As I ran, the hose began to sputter and burp water toward the fire.  I hoped the delivery would speed up before I arrived in the actual flames.  Already, I had a choking sensation from “eating smoke” and the fire seemed to grow, as I got closer.  My eyes were burning too; bless them.

When I saw the scope of the problem up close, I swallowed hard.  The fire was about 60 feet long and 10 to 15 feet wide.  “Not a good sign,” I thought wryly.

Then the water arrived.

Did you know that an established wild fire would not necessarily go out just because someone sprays water on it?  No, apparently, fire can burn inside a log or railroad tie, happy as a clam, while some desperate fool waters the outside of the fuel.  That is why it took more than half an hour to kill the flames.  Then, we spent another 30 minutes spraying for good measure.  When all seemed cold and dead, Michael told me he would keep an eye on my yard from his patio until he went to bed.  I stood around a bit longer, just to be certain.

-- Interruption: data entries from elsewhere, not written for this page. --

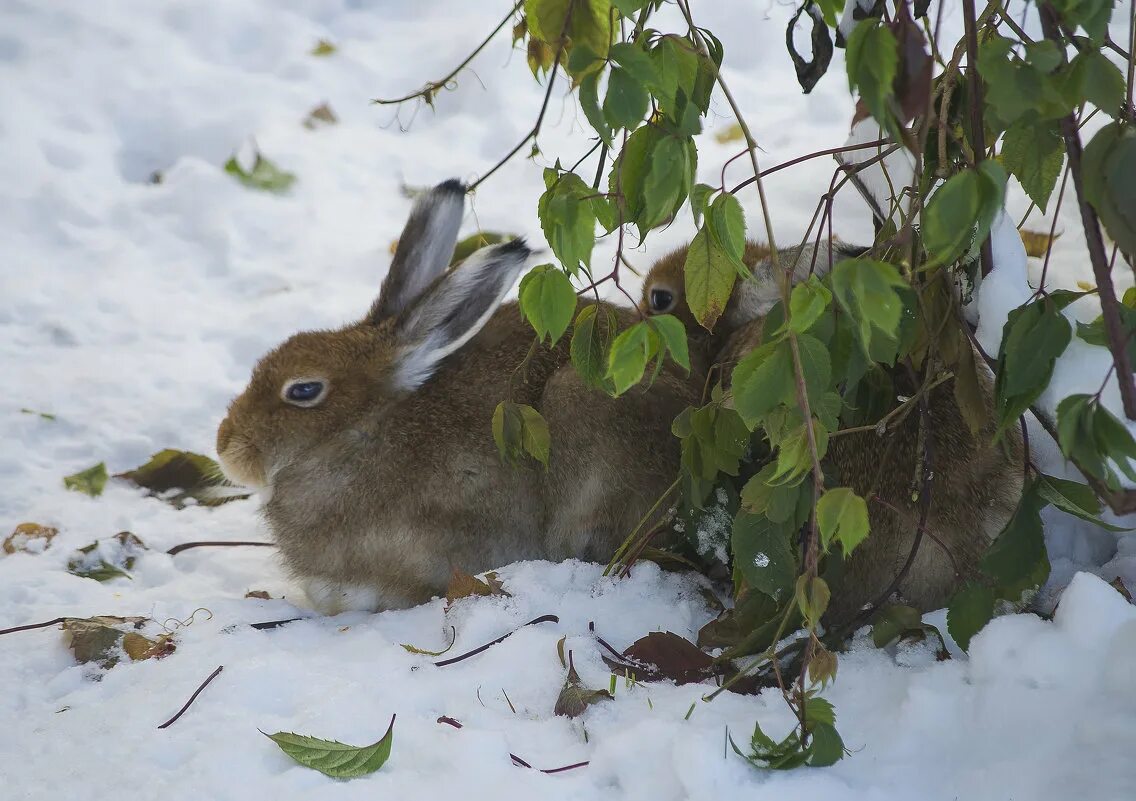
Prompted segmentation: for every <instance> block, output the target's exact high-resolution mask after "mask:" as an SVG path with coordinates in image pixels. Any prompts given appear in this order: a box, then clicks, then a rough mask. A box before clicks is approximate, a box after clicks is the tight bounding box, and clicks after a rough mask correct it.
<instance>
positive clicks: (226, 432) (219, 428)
mask: <svg viewBox="0 0 1136 801" xmlns="http://www.w3.org/2000/svg"><path fill="white" fill-rule="evenodd" d="M232 439H233V423H232V422H231V420H229V418H227V417H226V418H225V419H224V420H222V422H220V427H218V428H217V452H218V453H224V452H225V449H226V448H228V441H229V440H232Z"/></svg>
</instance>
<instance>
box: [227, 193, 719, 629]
mask: <svg viewBox="0 0 1136 801" xmlns="http://www.w3.org/2000/svg"><path fill="white" fill-rule="evenodd" d="M463 198H465V187H463V186H462V185H461V184H460V183H459V182H457V181H449V182H445V183H442V184H440V185H438V186H436V187H434V189H433V190H432V191H429V192H428V193H426V194H425V195H423V197H421V198H420V199H419V200H418V201H417V202H416V205H415V207H414V209H412V211H411V214H410V218H409V222H408V223H407V225H406V228H404V231H403V232H402V235H401V237H400V240H399V245H398V248H396V251H395V255H394V258H393V261H392V264H391V268H390V273H389V274H387V276H386V279H385V281H384V282H383V286H382V290H381V292H379V295H378V299H377V300H376V301H375V302H374V304H373V306H371V308H370V310H369V311H368V312H367V315H366V317H364V318H362V319H361V320H359V322H356V323H351V324H349V325H346V326H344V327H342V328H339V329H336V331H312V332H306V333H300V334H296V335H294V336H292V337H291V339H289V340H287V341H286V342H284V343H283V344H282V345H279V347H278V348H276V349H275V350H273V351H272V352H270V353H268V354H267V356H266V357H264V358H262V359H261V360H260V362H259V364H258V365H257V366H256V368H254V370H253V373H252V378H251V382H250V383H249V386H248V389H247V390H245V391H244V392H243V393H242V394H241V395H240V397H239V398H236V399H235V400H234V401H233V402H232V404H231V406H229V409H228V415H227V417H226V418H225V420H224V422H223V423H222V424H220V427H219V429H218V432H217V452H218V454H219V457H220V464H222V466H223V468H224V470H225V473H226V475H227V476H229V477H231V478H232V479H234V481H236V482H239V483H242V484H247V485H251V486H259V487H264V489H265V490H266V491H267V492H266V494H267V495H268V499H267V501H266V502H265V507H264V514H265V517H266V519H267V523H268V526H269V527H270V528H272V532H273V534H274V535H275V537H276V541H277V543H278V544H279V548H281V552H282V554H283V558H284V561H285V564H286V566H287V568H289V569H290V570H291V573H292V574H293V575H294V576H295V577H296V578H298V579H300V581H301V582H303V583H304V585H306V589H307V591H308V594H309V596H310V599H311V601H312V602H314V604H315V606H316V607H317V608H318V609H319V610H320V611H324V612H328V614H334V612H339V611H342V610H345V609H369V610H377V609H387V608H400V607H407V606H412V604H416V603H420V602H424V601H426V600H429V599H431V598H432V596H433V595H436V594H438V593H441V592H443V591H444V589H445V586H446V583H448V579H449V577H450V574H451V569H452V568H454V567H458V568H461V569H462V570H467V571H470V573H479V571H483V570H486V569H490V568H493V567H498V566H500V565H504V564H508V562H511V561H516V560H520V559H565V558H569V557H577V558H583V559H607V558H608V557H609V556H610V554H611V553H612V552H613V550H615V549H616V546H617V545H618V543H619V542H620V541H621V540H623V537H624V536H626V534H627V533H628V532H629V531H630V529H632V528H633V527H634V526H635V524H636V523H637V522H638V519H640V518H641V517H642V516H643V515H644V514H645V512H646V510H648V509H650V508H651V506H652V503H653V502H654V501H655V499H657V498H658V497H659V495H660V494H661V493H662V491H663V490H665V489H666V487H667V485H668V484H669V483H670V482H671V481H673V479H674V476H675V475H676V474H677V470H678V458H679V450H678V442H677V441H676V440H675V439H674V437H673V436H671V435H670V423H671V420H673V419H674V417H675V416H676V415H677V414H678V412H679V411H680V410H682V409H683V408H685V407H686V406H688V404H691V403H693V402H696V400H698V397H699V393H700V391H701V383H700V382H701V378H699V377H698V376H696V375H695V376H690V377H687V376H685V375H680V374H678V373H673V372H670V370H669V369H668V370H665V372H663V374H662V375H660V376H659V378H658V381H657V382H655V383H654V385H653V386H651V389H650V390H648V391H640V390H634V391H632V392H628V393H626V395H624V397H623V398H619V399H612V398H609V397H607V395H605V394H603V393H601V392H596V391H592V390H590V389H588V387H587V386H586V385H585V384H584V383H583V381H582V379H580V378H579V377H578V376H577V374H576V372H575V369H574V368H573V367H571V364H570V361H569V353H568V343H569V337H568V335H565V336H562V337H561V339H560V340H559V342H558V343H557V344H556V347H552V348H548V347H543V345H542V347H540V348H536V349H535V351H534V353H533V356H532V358H531V359H529V360H528V362H527V365H526V366H525V367H524V368H523V369H518V368H520V367H521V364H523V362H524V361H525V358H526V354H527V353H528V351H529V347H531V345H532V343H533V337H534V334H533V329H532V328H531V327H529V326H528V324H527V323H526V322H525V320H523V319H521V316H520V312H519V309H518V307H517V304H516V303H512V302H510V303H503V302H502V301H503V300H504V297H506V294H507V293H508V292H509V290H510V289H511V287H512V285H513V282H515V281H516V278H517V276H518V275H519V274H520V272H521V268H523V267H524V265H525V261H526V259H527V257H528V255H529V250H528V248H527V247H526V245H525V244H524V242H521V241H520V240H513V241H511V242H508V243H506V244H500V245H494V247H491V248H485V249H483V250H479V251H478V252H476V253H474V255H473V256H471V257H469V258H468V259H466V260H465V261H462V262H461V264H460V265H458V266H457V267H454V268H452V269H446V268H448V265H449V264H450V260H451V256H452V253H453V249H454V243H456V240H457V234H458V227H459V225H460V223H461V218H462V211H463ZM615 311H616V312H617V315H618V316H619V322H620V325H621V326H626V325H628V324H630V323H632V322H633V320H634V319H637V314H636V312H635V311H634V310H633V309H615ZM506 399H511V400H513V401H516V402H518V403H527V404H529V406H533V407H535V408H536V409H537V410H538V411H540V412H541V414H542V415H543V416H544V418H545V420H546V422H548V425H549V429H550V433H551V439H552V452H551V462H550V467H549V470H548V472H545V470H544V469H543V468H542V467H541V466H538V465H535V464H529V465H523V466H520V467H512V466H509V465H506V464H502V461H501V458H500V456H499V453H498V450H496V447H495V444H494V441H493V434H492V424H491V422H492V417H493V410H494V408H495V407H496V404H498V403H499V402H500V401H502V400H506Z"/></svg>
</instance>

The apparent cause of the blaze was a bucket of presumably dead ash I emptied earlier in the day.  Not all the ashes were as defunct as I thought the little troublemakers to be.

Henceforth, I shall have a better plan for dead ashes.  I plan to start dumping them in my yard, right next to the hose reel.

On the good side, this is one Memorial Day I shall remember for many decades to come.  After all, how many of us end our holiday standing in their back yard, blackened by smoke and soot and wearing only their jammies?  I felt lucky to be there. 
 Hope you had a memorable Memorial Day, too!